PBCTF: NP - Not Password

October 12th 2021

Not password

Aka C++ rev, aka Pain, aka what?

Task

Not Password is a program where you, well... type not a password and totally does not check your password for correctness.

Solve

We get a 224Kb C++ binary and a ~1Gb "lockfile".

After I opened the binary in Ghidra and started reversing the main function, I quickly realized that it just reads two lines, once a "not-password" and once a nonce. It then checks for the correct flag format and converts the rest (36 characters) of the flag into 32-bit integers (Yielding 9 of them). We then have a for loop which just calls round with the all of those ints and an iterator and a base64 iterator of your nonce as well as a serial_graph read from the lockfile, a serialized graph consists of a u32 for the number of vertices, a u32 for the number of edges and then number of edges times pairs of u32s for the source and destination of each edge in the graph.

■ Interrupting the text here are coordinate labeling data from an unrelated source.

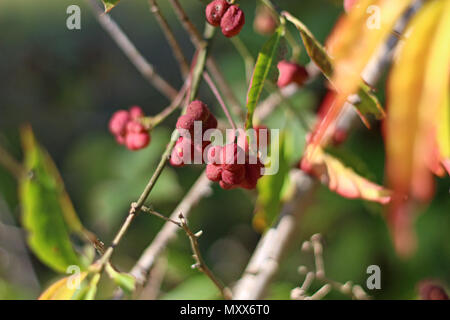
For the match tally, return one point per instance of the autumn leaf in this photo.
(418, 97)
(42, 209)
(352, 43)
(341, 179)
(110, 4)
(367, 103)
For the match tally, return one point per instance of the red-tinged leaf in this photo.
(368, 102)
(415, 96)
(63, 289)
(341, 179)
(110, 4)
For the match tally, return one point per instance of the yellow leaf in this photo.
(417, 89)
(352, 43)
(63, 289)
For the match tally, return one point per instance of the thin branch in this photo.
(170, 36)
(11, 164)
(136, 206)
(300, 293)
(219, 99)
(212, 66)
(193, 238)
(128, 48)
(160, 117)
(264, 262)
(194, 34)
(249, 61)
(200, 263)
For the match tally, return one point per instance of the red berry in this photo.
(135, 127)
(232, 21)
(118, 122)
(136, 141)
(431, 291)
(198, 110)
(214, 172)
(214, 154)
(226, 186)
(349, 4)
(186, 121)
(215, 11)
(252, 174)
(291, 73)
(136, 112)
(265, 22)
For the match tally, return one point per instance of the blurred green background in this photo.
(66, 84)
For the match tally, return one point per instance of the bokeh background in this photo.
(66, 84)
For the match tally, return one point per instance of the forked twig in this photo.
(193, 238)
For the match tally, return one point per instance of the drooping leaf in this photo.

There are nine of those graphs inside the lockfile (What a surprise), each of which has around 5000 vertices and around 100 million edges (Basically every vertex to every other vertex)

Inside the round function it sets up a SAT problem with an AST which has our input encoded, the nonce gets base64-decoded (Actually this is a guess, I never used the nonce, and even with the final flag I was unable to pass the check with the nonce).

It's a very basic AST, there are only five types of nodes, variables, not, and, or, and xor. The AST is generated with very describtive function names It reserves a number with 32 bits, which is the variable it wants to solve for, then adds the 32 bits of our input encoded as nodes by encoding a set bit as an AND(x) node and an AND(NOT(x)) node if the bit was not set. Then it calls add_num with a parameter set to true - which makes the function actually subtract instead of add (The first carry is set to the flag and if the flag is true every bit of the second operand is inverted, so a subtraction). Next it calls any_bits which just checks if any bits have been set in the output. (I skipped some nodes in the AST, but they're not that important).

Then it seems to set the first variable to the nonce-bits (Again, didn't figure out what that means).

The AST then gets sent through the four stages (Like this challenge sent me through the five stages of grief for having done this challenge).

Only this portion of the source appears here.